He reported the incident around noon, and the police immediately categorized it as “a bias-motivated assault” and opened an investigation, as they take such crimes “very seriously,” they added.
Police Chief Andre C. Anderson strongly condemned the assault.
Noting that he had already contacted the university’s police staff, he said in a statement, “There is no place for hate or ethnic intimidation in the City of Ann Arbor. Our department stands against antisemitism and all acts of bias-motivated crimes.”
“We are committed to vigorously investigating this and other hate-motivated incidents and will work with the County Prosecutor’s office to aggressively prosecute those who are responsible,” he added.
Eyal Yakoby, a Jewish activist against antisemitism, later posted to X more details of the attack after speaking to the student and his mother.
After the student confirmed he was Jewish, the men “proceeded to throw him to the ground, kick him and spit on him,” he wrote. “Thankfully, while the student is bruised, he is okay.”
Yakoby added that he “informed [university] President Ono,” who “reached out” to the family.
“The school police are actively working to find the culprits,” he concluded.
UoM Hillel Director Rabbi Davey Rosen said that the police chief had called him personally to reassure him that his men were taking the incident seriously.
The Anti Defamation League has also offered a $5,000 reward for information leading to the culprits’ “arrest and conviction.”
The university has seen a huge jump of antisemitic incidents on campus since the October 7 Hamas invasion of Israel and massacre of 1,200 people set off the ongoing war in the Gaza Strip.

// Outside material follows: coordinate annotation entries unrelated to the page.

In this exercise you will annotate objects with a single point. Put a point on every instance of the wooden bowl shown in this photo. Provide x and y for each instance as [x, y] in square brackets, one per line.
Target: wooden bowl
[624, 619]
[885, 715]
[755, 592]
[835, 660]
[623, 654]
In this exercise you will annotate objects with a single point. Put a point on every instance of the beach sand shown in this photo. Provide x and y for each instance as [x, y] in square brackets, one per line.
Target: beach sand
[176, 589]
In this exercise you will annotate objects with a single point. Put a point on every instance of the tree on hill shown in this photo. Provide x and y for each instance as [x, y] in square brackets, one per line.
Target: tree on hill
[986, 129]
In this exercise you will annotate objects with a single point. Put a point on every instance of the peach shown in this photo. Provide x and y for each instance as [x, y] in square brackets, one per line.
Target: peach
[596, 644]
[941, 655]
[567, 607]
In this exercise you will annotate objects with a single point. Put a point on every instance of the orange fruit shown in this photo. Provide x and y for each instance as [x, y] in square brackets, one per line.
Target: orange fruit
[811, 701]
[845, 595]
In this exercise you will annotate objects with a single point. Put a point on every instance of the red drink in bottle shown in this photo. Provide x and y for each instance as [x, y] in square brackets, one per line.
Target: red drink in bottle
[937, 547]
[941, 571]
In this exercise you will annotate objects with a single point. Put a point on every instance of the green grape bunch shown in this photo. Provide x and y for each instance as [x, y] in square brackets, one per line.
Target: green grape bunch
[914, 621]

Many Jewish students complained that their reports of antisemitic harassment were not taken seriously by the school’s administration, which allowed an anti-Israel encampment to remain on campus for a few weeks during the spring semester before calling in the police to shut it down.
The Department of Education’s Office for Civil Rights investigated 75 complaints, and found that UoM had failed to comply with Title VI of the Civil Rights Act, which theoretically could lead to federal funding being pulled from the university unless it mends its ways.
While President Santa Ono reacted publicly to the Sunday assault by saying that the university stands “firmly against antisemitism and all bias-motivated behavior,” a group of about 50 anti-Israel protestors was allowed to demonstrate noisily at a UoM event last month for more than an hour while school personnel “gave them multiple warnings” that they were “violating university policy” according to Assistant Vice President for Public Affairs Colleen Mastony.
Four protestors who refused to disperse were ultimately arrested. Only one was tangentially affiliated with the school, as a temporary employee, she said.